In the underlying litigation, the Respondent Caron had challenged the constitutional validity of Alberta Provincial Court proceedings on the basis that the court documents were solely in English. Caron pleaded that the provisions of the Alberta Languages Act, which purported to abrogate French Language rights in order to permit such unilingual documents, was unconstitutional.
At issue in the Supreme Court of Canada was the funding of Caron’s litigation. The Provincial Court had made an interim costs order an “Okanagan order”, so named after the case which enables them in favour of Caron. The Alberta Court of Queen’s Bench (“ACQB“) set aside this order on the ground that the Provincial Court lacked jurisdiction to make it. However, the ACQB then made its own Okanagan order to fund Mr. Caron’s litigation in the Provincial Court. Ultimately, the Supreme Court of Canada dismissed the Crown’s appeal of this order.
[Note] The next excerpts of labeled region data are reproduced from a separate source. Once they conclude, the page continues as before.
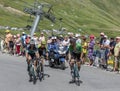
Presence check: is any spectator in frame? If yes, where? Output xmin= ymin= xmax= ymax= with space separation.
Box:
xmin=114 ymin=37 xmax=120 ymax=71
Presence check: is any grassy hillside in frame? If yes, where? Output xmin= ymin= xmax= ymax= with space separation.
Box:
xmin=0 ymin=0 xmax=120 ymax=36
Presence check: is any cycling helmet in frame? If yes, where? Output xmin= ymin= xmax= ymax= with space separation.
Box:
xmin=90 ymin=34 xmax=95 ymax=39
xmin=30 ymin=39 xmax=35 ymax=45
xmin=17 ymin=34 xmax=20 ymax=37
xmin=5 ymin=30 xmax=10 ymax=33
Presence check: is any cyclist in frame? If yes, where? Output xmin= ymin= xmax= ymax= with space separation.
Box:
xmin=38 ymin=41 xmax=46 ymax=57
xmin=5 ymin=30 xmax=12 ymax=52
xmin=26 ymin=39 xmax=39 ymax=82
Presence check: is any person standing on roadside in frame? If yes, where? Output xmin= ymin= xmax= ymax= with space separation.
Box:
xmin=114 ymin=37 xmax=120 ymax=71
xmin=5 ymin=30 xmax=13 ymax=52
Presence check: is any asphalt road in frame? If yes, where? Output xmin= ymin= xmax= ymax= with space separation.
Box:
xmin=0 ymin=53 xmax=120 ymax=91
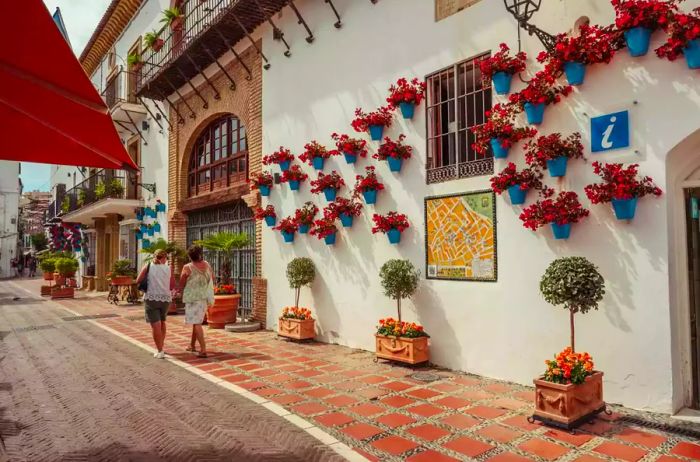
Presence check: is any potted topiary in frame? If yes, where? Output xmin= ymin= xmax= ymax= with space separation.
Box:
xmin=532 ymin=257 xmax=605 ymax=429
xmin=277 ymin=257 xmax=316 ymax=340
xmin=375 ymin=260 xmax=430 ymax=364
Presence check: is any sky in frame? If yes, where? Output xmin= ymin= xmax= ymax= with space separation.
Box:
xmin=20 ymin=0 xmax=110 ymax=191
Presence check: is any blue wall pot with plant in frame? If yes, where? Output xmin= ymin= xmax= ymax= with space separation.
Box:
xmin=524 ymin=103 xmax=545 ymax=125
xmin=491 ymin=72 xmax=513 ymax=95
xmin=552 ymin=223 xmax=571 ymax=239
xmin=564 ymin=61 xmax=586 ymax=85
xmin=369 ymin=125 xmax=384 ymax=141
xmin=612 ymin=197 xmax=637 ymax=220
xmin=624 ymin=27 xmax=652 ymax=57
xmin=399 ymin=101 xmax=416 ymax=119
xmin=547 ymin=156 xmax=569 ymax=178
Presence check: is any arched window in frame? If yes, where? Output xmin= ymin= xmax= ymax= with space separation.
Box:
xmin=187 ymin=115 xmax=248 ymax=197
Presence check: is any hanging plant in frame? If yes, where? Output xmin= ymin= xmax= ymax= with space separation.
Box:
xmin=584 ymin=162 xmax=662 ymax=220
xmin=351 ymin=107 xmax=393 ymax=141
xmin=479 ymin=43 xmax=527 ymax=95
xmin=471 ymin=104 xmax=537 ymax=159
xmin=372 ymin=135 xmax=413 ymax=172
xmin=525 ymin=133 xmax=583 ymax=177
xmin=386 ymin=78 xmax=426 ymax=119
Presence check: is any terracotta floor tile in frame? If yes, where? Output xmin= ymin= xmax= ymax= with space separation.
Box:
xmin=518 ymin=438 xmax=569 ymax=460
xmin=406 ymin=424 xmax=450 ymax=441
xmin=477 ymin=425 xmax=523 ymax=443
xmin=376 ymin=414 xmax=415 ymax=428
xmin=341 ymin=423 xmax=382 ymax=440
xmin=440 ymin=414 xmax=481 ymax=429
xmin=372 ymin=436 xmax=419 ymax=456
xmin=443 ymin=436 xmax=493 ymax=457
xmin=314 ymin=412 xmax=354 ymax=427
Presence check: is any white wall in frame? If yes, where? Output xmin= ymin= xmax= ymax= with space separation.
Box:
xmin=263 ymin=0 xmax=700 ymax=412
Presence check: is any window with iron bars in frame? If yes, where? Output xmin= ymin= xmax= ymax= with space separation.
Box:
xmin=426 ymin=53 xmax=493 ymax=183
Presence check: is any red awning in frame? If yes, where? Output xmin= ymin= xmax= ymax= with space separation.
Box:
xmin=0 ymin=0 xmax=138 ymax=169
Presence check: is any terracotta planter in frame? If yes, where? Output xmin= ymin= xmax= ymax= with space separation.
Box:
xmin=277 ymin=318 xmax=316 ymax=340
xmin=207 ymin=294 xmax=241 ymax=329
xmin=532 ymin=371 xmax=605 ymax=429
xmin=374 ymin=334 xmax=430 ymax=364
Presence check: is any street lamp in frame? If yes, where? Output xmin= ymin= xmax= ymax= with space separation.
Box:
xmin=503 ymin=0 xmax=557 ymax=51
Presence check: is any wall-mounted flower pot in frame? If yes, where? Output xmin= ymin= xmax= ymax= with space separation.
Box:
xmin=386 ymin=228 xmax=401 ymax=244
xmin=277 ymin=318 xmax=316 ymax=340
xmin=311 ymin=157 xmax=326 ymax=170
xmin=552 ymin=223 xmax=571 ymax=239
xmin=525 ymin=103 xmax=545 ymax=125
xmin=508 ymin=184 xmax=527 ymax=205
xmin=340 ymin=213 xmax=353 ymax=228
xmin=369 ymin=125 xmax=384 ymax=141
xmin=547 ymin=156 xmax=569 ymax=178
xmin=533 ymin=372 xmax=605 ymax=429
xmin=490 ymin=138 xmax=509 ymax=159
xmin=624 ymin=27 xmax=652 ymax=57
xmin=683 ymin=38 xmax=700 ymax=69
xmin=399 ymin=102 xmax=416 ymax=120
xmin=386 ymin=157 xmax=403 ymax=172
xmin=323 ymin=188 xmax=338 ymax=202
xmin=491 ymin=72 xmax=513 ymax=95
xmin=612 ymin=197 xmax=637 ymax=220
xmin=564 ymin=61 xmax=586 ymax=85
xmin=362 ymin=189 xmax=377 ymax=205
xmin=374 ymin=334 xmax=430 ymax=364
xmin=282 ymin=231 xmax=294 ymax=243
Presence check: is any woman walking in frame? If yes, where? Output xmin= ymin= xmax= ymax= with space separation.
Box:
xmin=180 ymin=245 xmax=214 ymax=358
xmin=136 ymin=249 xmax=175 ymax=359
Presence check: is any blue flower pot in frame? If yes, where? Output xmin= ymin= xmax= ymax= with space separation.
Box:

The Supreme Court emphasized that the language rights issue was of fundamental importance and touched on the validity of the entirety of Alberta’s legal system. The court drew an explicit parallel to the interim award endorsed by the court in Okanagan. Further, it emphasized that the basis for such orders is a Superior Court’s inherent jurisdiction, which includes the ability to “render assistance to inferior courts.” The court also held that statutory costs provisions do not oust a Superior Court’s inherent jurisdiction to make these awards. On the present facts, the Okanagan criteria were met and the ACQB was within its jurisdiction to make the interim awards to Caron.
Justice Abella’s concurring opinion emphasized that the Supreme Court’s decision does not unduly extend a Superior Court’s ability to intervene in the workings of statutory tribunals. She noted that the decision did not conclusively address whether an inferior court can make interim costs awards. Further, the inherent jurisdiction of a Superior Court must be balanced with the “implied legislative mandate of a statutory court or tribunal to control its own process”.
The decision provides a robust assessment of inherent jurisdiction, while Justice Abella’s concurrence is perhaps a springboard towards more expansive readings of the inherent jurisdiction of statutory tribunals.